Elasticsearch Document Operations, Mapping Configuration, and Search APIs
Document Lifecycle and Batch Operations
Index a document with auto-generated identifier:
POST inventory/_doc
{
"item_code": "SKU-8842",
"timestamp": "2023-08-21T14:35:22Z",
"notes": "Initial stock entry"
}
Create with explicit ID, failing if document exists:
PUT inventory/_doc/8842?op_type=create
{
"item_code": "SKU-8842",
"timestamp": "2023-08-21T15:00:00Z",
"notes": "Reserved inventory"
}
Alternative syntax for conditional creation:
PUT inventory/_create/8842
{
"item_code": "SKU-8842",
"timestamp": "2023-08-21T15:00:00Z",
"notes": "Reserved inventory"
}
Retrieve by identifier:
GET inventory/_doc/8842
Full document replacement:
PUT inventory/_doc/8842
{
"item_code": "SKU-8842",
"status": "active"
}
Partial update with doc merging:
POST inventory/_update/8842/
{
"doc": {
"last_updated": "2023-08-21T16:00:00Z",
"warehouse": "East-01"
}
}
Remove document:
DELETE inventory/_doc/8842
Bulk Processing
Execute multiple operations atomically.

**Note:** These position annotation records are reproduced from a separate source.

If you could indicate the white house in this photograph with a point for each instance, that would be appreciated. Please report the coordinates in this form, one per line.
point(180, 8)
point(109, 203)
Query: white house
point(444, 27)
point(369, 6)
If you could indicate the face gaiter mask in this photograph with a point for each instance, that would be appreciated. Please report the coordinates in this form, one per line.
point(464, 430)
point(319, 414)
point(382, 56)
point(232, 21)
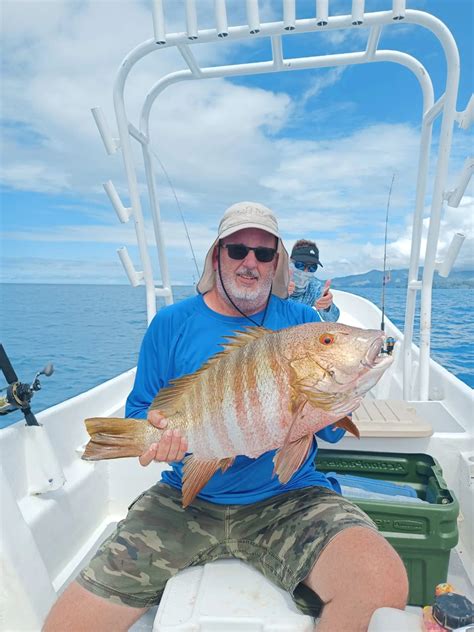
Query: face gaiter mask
point(301, 278)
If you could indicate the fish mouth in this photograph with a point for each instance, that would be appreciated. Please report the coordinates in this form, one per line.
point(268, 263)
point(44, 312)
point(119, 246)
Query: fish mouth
point(375, 356)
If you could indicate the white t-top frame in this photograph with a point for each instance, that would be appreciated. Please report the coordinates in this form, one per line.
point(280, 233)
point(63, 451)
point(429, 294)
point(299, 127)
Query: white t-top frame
point(445, 106)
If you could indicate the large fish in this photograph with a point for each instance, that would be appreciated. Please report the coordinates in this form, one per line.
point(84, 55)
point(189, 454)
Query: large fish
point(265, 390)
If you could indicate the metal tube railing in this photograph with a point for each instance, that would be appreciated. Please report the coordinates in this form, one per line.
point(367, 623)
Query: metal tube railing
point(374, 20)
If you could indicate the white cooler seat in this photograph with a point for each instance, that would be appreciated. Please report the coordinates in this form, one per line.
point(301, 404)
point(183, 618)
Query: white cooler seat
point(227, 596)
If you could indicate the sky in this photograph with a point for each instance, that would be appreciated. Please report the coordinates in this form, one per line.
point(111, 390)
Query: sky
point(318, 146)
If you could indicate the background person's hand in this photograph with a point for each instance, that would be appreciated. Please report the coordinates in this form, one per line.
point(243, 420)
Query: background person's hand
point(291, 284)
point(171, 447)
point(326, 299)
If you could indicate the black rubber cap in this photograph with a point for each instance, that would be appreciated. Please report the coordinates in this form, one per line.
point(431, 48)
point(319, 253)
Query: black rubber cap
point(453, 611)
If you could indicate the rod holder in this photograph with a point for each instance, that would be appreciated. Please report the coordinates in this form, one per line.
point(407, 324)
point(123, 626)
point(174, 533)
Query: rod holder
point(466, 118)
point(453, 198)
point(444, 267)
point(289, 15)
point(134, 277)
point(221, 18)
point(111, 144)
point(123, 212)
point(191, 19)
point(357, 12)
point(399, 9)
point(253, 16)
point(159, 22)
point(322, 12)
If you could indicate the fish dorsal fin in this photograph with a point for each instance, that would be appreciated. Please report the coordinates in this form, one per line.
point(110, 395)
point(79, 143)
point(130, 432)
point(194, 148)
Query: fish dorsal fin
point(290, 457)
point(168, 400)
point(244, 337)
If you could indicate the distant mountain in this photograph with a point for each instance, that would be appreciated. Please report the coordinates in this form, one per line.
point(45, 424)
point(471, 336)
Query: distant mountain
point(399, 278)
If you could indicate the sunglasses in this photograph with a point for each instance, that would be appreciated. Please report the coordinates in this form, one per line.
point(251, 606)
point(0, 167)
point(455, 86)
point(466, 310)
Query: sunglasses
point(310, 267)
point(240, 251)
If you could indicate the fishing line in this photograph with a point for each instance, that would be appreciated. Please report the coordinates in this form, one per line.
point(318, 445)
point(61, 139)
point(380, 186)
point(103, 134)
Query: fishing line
point(232, 302)
point(382, 324)
point(179, 208)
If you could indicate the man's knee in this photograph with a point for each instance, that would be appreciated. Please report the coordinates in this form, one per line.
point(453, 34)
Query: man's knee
point(360, 565)
point(78, 610)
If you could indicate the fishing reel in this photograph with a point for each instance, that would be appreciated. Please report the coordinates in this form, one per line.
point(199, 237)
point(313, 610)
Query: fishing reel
point(18, 394)
point(389, 345)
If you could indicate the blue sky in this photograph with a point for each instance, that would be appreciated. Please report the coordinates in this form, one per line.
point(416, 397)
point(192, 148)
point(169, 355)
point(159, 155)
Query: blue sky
point(319, 146)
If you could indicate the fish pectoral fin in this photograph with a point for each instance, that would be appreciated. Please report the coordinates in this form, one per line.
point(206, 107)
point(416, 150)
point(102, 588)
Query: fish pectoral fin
point(226, 463)
point(347, 424)
point(196, 474)
point(112, 438)
point(290, 456)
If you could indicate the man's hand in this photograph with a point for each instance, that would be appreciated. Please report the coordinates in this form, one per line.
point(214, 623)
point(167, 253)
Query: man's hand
point(171, 447)
point(326, 298)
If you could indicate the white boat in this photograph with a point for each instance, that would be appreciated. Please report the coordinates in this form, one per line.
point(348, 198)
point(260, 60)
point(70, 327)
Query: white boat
point(57, 508)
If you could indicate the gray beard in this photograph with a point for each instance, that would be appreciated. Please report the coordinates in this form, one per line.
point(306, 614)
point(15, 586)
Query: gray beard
point(247, 300)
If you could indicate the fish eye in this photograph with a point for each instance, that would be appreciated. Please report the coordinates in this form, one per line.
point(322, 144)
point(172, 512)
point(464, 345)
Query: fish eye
point(326, 339)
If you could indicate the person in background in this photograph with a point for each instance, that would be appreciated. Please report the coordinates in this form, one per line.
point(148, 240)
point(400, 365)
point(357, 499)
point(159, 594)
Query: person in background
point(304, 287)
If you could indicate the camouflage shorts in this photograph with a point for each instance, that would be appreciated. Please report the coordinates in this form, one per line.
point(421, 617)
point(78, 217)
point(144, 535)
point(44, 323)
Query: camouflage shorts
point(281, 537)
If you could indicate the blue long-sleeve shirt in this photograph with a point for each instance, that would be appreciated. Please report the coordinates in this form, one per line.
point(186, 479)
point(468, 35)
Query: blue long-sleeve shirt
point(179, 340)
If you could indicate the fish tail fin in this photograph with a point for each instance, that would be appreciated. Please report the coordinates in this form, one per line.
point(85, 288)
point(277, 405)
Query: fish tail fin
point(347, 424)
point(112, 438)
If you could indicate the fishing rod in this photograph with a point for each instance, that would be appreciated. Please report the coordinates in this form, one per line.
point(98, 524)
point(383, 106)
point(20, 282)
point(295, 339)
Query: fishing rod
point(155, 155)
point(18, 394)
point(389, 342)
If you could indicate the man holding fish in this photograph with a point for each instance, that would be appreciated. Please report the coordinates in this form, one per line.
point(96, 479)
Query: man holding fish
point(235, 417)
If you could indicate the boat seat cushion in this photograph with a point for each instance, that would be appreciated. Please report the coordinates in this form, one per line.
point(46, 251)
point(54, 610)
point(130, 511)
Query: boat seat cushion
point(389, 418)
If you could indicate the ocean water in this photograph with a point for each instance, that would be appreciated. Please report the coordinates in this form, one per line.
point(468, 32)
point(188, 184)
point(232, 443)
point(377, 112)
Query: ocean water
point(92, 333)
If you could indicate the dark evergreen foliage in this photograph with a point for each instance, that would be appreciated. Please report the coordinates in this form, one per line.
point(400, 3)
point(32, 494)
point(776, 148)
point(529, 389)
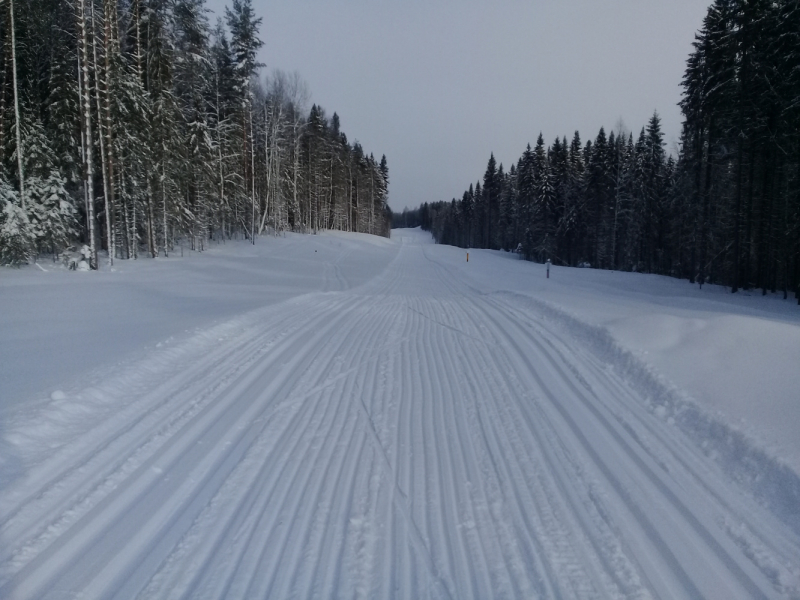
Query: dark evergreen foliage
point(725, 210)
point(189, 144)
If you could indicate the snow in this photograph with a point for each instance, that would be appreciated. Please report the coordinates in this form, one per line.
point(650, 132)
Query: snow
point(341, 415)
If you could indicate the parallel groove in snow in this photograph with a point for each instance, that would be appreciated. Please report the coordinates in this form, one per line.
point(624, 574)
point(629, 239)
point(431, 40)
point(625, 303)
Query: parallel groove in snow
point(406, 439)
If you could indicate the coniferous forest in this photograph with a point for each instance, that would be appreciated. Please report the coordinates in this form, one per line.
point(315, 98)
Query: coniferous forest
point(131, 126)
point(725, 210)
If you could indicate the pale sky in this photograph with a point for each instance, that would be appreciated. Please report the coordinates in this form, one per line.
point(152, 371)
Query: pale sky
point(438, 85)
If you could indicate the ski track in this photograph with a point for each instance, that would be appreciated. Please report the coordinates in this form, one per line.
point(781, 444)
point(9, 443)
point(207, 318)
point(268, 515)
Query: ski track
point(408, 438)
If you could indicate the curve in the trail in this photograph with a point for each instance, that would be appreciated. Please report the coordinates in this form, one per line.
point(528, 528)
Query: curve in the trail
point(408, 438)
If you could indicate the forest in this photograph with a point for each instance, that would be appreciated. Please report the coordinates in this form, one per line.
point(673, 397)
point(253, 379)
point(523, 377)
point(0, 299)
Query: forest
point(132, 126)
point(725, 210)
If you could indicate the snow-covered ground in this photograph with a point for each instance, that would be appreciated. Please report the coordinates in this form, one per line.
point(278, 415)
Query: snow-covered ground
point(346, 416)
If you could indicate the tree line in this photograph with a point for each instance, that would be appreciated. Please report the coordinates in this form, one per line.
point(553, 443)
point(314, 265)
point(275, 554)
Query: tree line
point(726, 210)
point(135, 125)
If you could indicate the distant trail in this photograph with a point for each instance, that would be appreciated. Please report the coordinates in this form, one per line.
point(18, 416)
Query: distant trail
point(407, 438)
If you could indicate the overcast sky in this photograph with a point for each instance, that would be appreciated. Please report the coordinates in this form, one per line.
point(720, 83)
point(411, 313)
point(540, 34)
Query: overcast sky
point(437, 85)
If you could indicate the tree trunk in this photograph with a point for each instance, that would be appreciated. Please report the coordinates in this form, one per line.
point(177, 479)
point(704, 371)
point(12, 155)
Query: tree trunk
point(87, 121)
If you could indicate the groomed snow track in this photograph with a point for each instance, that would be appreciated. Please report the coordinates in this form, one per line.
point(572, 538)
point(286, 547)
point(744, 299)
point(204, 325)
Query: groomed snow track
point(408, 438)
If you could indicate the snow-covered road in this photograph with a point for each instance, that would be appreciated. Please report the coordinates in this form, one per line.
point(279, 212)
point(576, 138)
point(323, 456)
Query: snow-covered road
point(411, 437)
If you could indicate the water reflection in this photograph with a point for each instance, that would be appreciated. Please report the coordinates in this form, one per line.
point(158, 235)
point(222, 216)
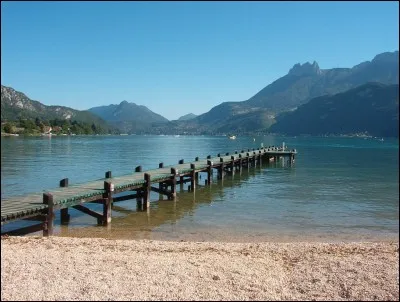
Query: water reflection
point(135, 224)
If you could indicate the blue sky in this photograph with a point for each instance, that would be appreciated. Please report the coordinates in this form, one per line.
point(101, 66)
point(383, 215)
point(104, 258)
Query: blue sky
point(180, 57)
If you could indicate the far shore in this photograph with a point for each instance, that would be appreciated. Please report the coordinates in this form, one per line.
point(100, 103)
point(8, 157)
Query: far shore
point(64, 268)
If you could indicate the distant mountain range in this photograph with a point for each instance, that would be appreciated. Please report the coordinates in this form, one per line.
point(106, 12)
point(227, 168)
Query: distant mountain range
point(16, 105)
point(129, 117)
point(186, 117)
point(372, 109)
point(305, 101)
point(301, 84)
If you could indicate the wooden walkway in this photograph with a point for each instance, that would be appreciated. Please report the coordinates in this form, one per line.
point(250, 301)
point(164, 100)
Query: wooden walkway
point(41, 206)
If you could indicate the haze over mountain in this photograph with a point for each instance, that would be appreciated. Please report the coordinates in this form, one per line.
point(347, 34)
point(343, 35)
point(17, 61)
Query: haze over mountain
point(186, 117)
point(372, 108)
point(16, 105)
point(129, 117)
point(302, 83)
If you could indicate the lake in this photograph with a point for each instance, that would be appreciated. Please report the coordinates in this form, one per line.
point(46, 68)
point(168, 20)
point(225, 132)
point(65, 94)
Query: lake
point(339, 188)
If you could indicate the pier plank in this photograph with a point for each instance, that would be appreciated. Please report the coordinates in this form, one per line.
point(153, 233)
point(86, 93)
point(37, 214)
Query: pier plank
point(19, 207)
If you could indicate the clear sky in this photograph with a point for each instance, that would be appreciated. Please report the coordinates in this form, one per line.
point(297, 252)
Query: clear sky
point(180, 57)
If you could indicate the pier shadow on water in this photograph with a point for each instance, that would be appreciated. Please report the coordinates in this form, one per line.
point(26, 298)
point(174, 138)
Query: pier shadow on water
point(161, 221)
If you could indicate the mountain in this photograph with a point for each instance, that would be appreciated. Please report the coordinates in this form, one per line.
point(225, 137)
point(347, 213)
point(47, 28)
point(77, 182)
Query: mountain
point(372, 108)
point(186, 117)
point(129, 117)
point(15, 105)
point(302, 83)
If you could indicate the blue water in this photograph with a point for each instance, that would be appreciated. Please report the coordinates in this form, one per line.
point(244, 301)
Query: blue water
point(338, 188)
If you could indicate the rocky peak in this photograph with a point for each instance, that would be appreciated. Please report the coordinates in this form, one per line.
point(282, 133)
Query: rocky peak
point(387, 57)
point(305, 69)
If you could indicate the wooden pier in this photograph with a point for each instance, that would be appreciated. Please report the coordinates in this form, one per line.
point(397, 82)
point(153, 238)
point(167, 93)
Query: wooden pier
point(41, 207)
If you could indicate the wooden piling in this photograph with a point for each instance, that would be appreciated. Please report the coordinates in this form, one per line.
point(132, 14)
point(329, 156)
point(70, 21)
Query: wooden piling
point(64, 216)
point(209, 171)
point(48, 225)
point(221, 168)
point(147, 189)
point(107, 201)
point(193, 177)
point(174, 172)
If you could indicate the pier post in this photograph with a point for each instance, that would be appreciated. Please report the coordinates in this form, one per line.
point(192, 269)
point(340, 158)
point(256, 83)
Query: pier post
point(193, 177)
point(107, 201)
point(174, 172)
point(48, 225)
point(147, 189)
point(221, 168)
point(64, 216)
point(209, 171)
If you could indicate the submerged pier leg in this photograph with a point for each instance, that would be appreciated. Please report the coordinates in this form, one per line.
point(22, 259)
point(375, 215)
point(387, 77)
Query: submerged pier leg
point(209, 171)
point(233, 165)
point(48, 225)
point(107, 201)
point(221, 168)
point(193, 177)
point(64, 212)
point(147, 189)
point(174, 172)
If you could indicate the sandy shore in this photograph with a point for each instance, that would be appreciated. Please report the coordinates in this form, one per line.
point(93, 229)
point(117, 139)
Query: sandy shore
point(59, 268)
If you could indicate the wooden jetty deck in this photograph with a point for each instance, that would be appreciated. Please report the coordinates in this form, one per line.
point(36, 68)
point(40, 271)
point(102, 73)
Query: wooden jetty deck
point(42, 206)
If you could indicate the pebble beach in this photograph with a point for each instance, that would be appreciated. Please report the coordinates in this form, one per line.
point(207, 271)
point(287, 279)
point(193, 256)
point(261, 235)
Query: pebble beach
point(63, 268)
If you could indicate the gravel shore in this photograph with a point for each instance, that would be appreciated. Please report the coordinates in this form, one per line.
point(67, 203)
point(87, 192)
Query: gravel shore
point(62, 268)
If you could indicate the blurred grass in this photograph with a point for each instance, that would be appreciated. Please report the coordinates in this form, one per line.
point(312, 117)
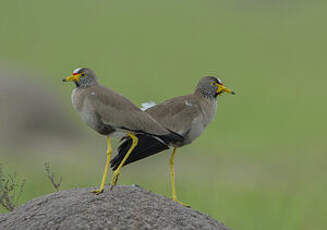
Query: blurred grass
point(262, 161)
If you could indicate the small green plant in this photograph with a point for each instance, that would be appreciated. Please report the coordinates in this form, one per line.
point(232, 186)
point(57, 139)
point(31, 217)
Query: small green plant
point(10, 190)
point(52, 177)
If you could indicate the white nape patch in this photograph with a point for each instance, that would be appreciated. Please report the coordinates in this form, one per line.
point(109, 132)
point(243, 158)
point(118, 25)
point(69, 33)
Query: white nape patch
point(188, 103)
point(147, 105)
point(77, 70)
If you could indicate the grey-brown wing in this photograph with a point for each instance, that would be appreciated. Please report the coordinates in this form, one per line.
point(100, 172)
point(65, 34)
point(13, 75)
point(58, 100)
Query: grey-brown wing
point(118, 112)
point(178, 114)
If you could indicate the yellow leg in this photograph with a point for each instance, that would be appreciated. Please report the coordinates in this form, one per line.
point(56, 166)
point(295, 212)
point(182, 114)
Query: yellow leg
point(172, 176)
point(100, 190)
point(116, 172)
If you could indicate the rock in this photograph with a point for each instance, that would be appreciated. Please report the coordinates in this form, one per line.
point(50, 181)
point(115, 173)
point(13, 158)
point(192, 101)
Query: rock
point(125, 207)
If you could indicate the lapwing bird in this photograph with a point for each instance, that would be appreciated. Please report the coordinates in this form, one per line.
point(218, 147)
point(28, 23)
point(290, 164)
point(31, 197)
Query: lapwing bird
point(186, 115)
point(108, 112)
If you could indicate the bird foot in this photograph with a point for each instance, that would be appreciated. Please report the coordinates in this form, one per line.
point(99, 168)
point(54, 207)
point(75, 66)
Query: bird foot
point(182, 203)
point(114, 180)
point(97, 191)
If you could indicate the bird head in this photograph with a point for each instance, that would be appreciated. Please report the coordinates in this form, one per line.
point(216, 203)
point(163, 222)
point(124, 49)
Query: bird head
point(82, 77)
point(212, 87)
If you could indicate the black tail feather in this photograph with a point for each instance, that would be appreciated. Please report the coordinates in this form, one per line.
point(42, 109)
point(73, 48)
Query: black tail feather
point(147, 145)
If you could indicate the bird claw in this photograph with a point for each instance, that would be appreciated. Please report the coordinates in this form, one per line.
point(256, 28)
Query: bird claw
point(182, 203)
point(97, 191)
point(114, 180)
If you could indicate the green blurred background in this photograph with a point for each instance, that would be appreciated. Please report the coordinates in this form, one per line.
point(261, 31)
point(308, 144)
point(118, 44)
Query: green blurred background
point(261, 164)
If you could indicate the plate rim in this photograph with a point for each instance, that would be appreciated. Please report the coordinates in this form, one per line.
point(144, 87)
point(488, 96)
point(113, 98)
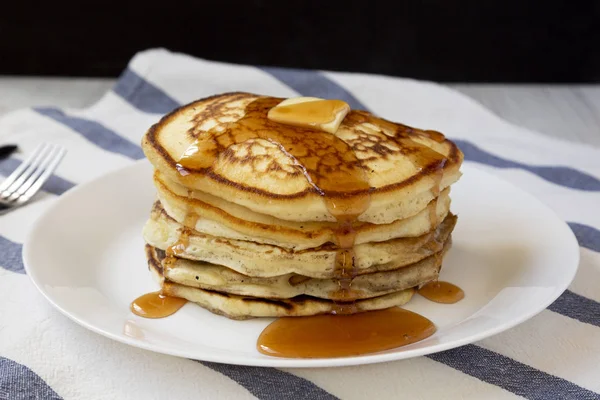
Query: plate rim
point(276, 362)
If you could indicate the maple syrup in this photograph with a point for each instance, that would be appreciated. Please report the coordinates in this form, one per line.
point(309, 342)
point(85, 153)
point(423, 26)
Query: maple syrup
point(343, 335)
point(156, 305)
point(442, 292)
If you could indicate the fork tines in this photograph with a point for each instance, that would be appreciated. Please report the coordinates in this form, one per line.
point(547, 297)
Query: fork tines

The create action fails on duplicates, while index performs upsert operations:
POST _bulk
{"index":{"_index":"transactions","_id":"txn-001"}}
{"amount":150.00,"currency":"USD"}
{"delete":{"_index":"transactions","_id":"txn-099"}}
{"create":{"_index":"archive","_id":"txn-001"}}
{"amount":150.00,"archived":true}
{"update":{"_id":"txn-001","_index":"transactions"}}
{"doc":{"status":"processed"}}
First execution creates the document with version 1. Subsequent executions of the same bulk request will update the existing document when using index, fail on create if ID exists, and return not_found for non-existent deletions.
Multi-Document Retrieval
Fetch multiple documents across indices:
GET /_mget
{
"docs": [
{"_index": "transactions", "_id": "txn-001"},
{"_index": "transactions", "_id": "txn-002"}
]
}
With implicit index context:
GET /transactions/_mget
{
"docs": [
{"_id": "txn-001"},
{"_id": "txn-002"}
]
}
Control source field inclusion:
GET /_mget
{
"docs": [
{"_index": "transactions", "_id": "txn-001", "_source": false},
{"_index": "transactions", "_id": "txn-002", "_source": ["amount", "currency"]},
{"_index": "transactions", "_id": "txn-003", "_source": {"include": ["metadata"], "exclude": ["metadata.internal"]}}
]
}
Inverted Index Fundamentals
Elasticsearch utilizes inverted indices for high-performance full-text retrieval. This structure maintains a vocabulary of unique terms extracted from the document corpus, with each term mapping to a posting list containing document references and positional metadata.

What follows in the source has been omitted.